Update: As you recall, Israel went to war last month so unprepared that the government never remembered to declare it or announce a state of war. So what did we have in the shelter for five weeks? Chopped liver? My liver certainly feels chopped. And so does the rest of me.

Anyway, I'm sure you remember that I was horrified that we were in a war without a name. I've often seen a name without a war but etc etc etc etc…

So I singlehandedly sprang into action and dealt with the emergency in the best way possible. I immediately notified my broker to liquidate all my stocks in anything Israeli or American, and buy Iranian!

No, that was the Chief of Stuff. ( Some of us thought he was made of better stuff than that, but the rest of us knew he was stuffed all along.)
What I did was to announce the contest that would give this war a name. To help you all out, I printed a list of all the military and quasi military wars, operations, campains that we fought in the past. ( Except for some of the covert operations, like Moshe Dayan, Operation Hide the Salami, or the long running Operation Vilify the Patriots.)

So, who won? Not the war, we all know that, unfortunately. (but we did come in second).
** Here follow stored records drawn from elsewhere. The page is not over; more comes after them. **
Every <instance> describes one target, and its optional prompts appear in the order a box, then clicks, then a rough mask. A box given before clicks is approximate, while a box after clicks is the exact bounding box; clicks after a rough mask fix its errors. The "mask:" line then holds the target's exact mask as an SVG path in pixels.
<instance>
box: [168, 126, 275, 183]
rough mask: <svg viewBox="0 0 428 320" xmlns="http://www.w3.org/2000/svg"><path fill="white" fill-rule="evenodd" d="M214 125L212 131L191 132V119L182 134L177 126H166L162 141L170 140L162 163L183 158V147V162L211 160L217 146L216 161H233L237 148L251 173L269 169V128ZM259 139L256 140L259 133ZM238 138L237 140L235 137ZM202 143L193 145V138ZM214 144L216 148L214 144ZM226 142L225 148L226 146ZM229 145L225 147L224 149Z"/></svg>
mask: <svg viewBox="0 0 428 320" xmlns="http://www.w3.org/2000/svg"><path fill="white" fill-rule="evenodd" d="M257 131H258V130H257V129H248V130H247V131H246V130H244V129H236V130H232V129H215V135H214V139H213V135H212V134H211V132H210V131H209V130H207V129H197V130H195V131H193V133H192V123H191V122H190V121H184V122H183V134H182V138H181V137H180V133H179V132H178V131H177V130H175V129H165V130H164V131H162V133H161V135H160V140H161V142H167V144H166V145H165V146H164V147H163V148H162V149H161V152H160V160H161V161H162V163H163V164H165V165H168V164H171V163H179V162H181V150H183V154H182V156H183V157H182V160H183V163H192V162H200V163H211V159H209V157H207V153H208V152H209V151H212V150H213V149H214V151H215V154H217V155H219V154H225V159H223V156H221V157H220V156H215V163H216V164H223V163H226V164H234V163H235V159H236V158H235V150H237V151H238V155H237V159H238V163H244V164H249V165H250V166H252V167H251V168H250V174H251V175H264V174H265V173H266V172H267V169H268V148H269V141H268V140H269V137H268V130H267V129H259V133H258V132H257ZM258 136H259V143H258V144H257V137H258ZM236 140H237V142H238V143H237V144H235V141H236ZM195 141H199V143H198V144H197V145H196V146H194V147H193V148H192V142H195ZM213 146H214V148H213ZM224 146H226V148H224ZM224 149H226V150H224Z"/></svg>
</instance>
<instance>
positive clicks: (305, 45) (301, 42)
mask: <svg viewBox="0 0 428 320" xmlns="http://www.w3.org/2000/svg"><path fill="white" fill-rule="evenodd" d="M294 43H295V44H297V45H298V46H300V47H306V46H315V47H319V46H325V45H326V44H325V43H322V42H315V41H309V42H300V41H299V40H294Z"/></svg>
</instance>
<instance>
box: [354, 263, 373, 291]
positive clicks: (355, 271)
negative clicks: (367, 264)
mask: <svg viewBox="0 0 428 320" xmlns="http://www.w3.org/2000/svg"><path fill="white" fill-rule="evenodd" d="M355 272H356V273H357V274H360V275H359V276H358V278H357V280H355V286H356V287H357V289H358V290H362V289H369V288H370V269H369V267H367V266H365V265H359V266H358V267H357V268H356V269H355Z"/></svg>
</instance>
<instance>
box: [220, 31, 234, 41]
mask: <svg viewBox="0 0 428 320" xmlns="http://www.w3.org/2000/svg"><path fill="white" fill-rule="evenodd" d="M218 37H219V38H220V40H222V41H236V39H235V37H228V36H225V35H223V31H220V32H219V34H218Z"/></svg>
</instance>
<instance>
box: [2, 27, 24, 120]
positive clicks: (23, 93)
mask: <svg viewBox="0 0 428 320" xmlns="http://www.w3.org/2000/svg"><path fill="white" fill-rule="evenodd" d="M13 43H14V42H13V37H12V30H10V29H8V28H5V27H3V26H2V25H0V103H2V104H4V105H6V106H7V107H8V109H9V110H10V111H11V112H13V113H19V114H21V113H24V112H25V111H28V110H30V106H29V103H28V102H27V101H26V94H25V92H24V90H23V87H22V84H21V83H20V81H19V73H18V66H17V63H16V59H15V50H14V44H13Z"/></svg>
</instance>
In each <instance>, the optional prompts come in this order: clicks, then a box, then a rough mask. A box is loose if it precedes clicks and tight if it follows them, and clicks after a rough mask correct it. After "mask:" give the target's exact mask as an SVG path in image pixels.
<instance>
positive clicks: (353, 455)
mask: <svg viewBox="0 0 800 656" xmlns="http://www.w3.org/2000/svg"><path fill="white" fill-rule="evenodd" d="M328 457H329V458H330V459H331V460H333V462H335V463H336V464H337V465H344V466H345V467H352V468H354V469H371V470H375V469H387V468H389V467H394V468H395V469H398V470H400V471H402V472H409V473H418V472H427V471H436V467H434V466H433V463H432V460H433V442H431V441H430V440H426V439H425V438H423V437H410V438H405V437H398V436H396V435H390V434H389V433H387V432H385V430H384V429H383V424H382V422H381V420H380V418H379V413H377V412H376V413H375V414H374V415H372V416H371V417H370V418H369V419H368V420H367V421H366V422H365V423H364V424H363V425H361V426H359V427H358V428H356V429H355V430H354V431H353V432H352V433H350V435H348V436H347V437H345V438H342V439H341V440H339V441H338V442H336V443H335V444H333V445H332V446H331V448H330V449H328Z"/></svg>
Who won the 'Name That War' contest?


THIRD PRIZE DAVID DIAMOND, CANADA WITH

"PREPARATION 'H'"
(Hammas, Hizbollah, Hemmoroidal; pains in the rectum all, and the war was supposed to cure them.)

SECOND PRIZE
Goes to RUNDTANZ P KALTVASSER with
"מלחמת חצי גמר"


CONDOLATION PRICE:
Richard Steinetz with

'SHITTY SHITTY BANG BANG'

AND, NOW THE WINNER!




' THE TOLD-YA- SO WAR!'
Submitted by B. Arisilv and R. Berg
מלחמת אמרתי'ך

EXCUSE ME SIR.
YES?
I'M FROM 'JACKAL NEWS.' ISN'T THIS NAME ONE YOU MADE UP YOURSELF?
So?
YOU GAVE A CONTEST BUT THE PRIZE WAS RIGGED IN ADVANCE.
SO?
DON'T YOU HAVE A PROBLEM WITH THAT?
WHAT DO YOU MEAN? DID THE MAYOR OF KIRIAT SHMONA HAVE A PROBLEM PUTTING HIS FAMILY, HIS EX WIFE'S FAMILY, AND ALL HIS FRIENDS AND CRONIES INTO 5 STAR HOTELS FOR A MONTH WHILE THE POOR FOLK ROTTED IN SHELTERS?
NO.
DID DAN HALUTZ HAVE A PROBLEM ARRANGING HIS INVESTMENT PORTFOLIO AS THOUSANDS OF SOLDIERS WERE RUSHING TO THE FRONT?
NO.
DID THE SHELTERS OF TSFAT HAVE KEYS?
Well, not really.
See? We're living in an I told-ya so universe!


/BARRY SILVERBERG OUT OF THE SHELTER
KIRIAT SHMONA LITE (ONLY 86%)
18.8

And to all you people in the north who went through hell for five weeks and need posttrauma activities, the government has this for you:





Why does this pastrauma
taste like the same old baloney?

/Barry Silverberg, Kiriat Shmona Lite, 87%



Coming soon: The "Told ya so war" theme song:

To the tune of " Dayenu"

Preview: When we gave back Sinai,
Told ya so, didn’t' I
They'd come back for the whole pie,
1 Told-ya so!
ANGUISHED Chorous:

told ya so, Told ya so, Told ya so, I could have told ya so!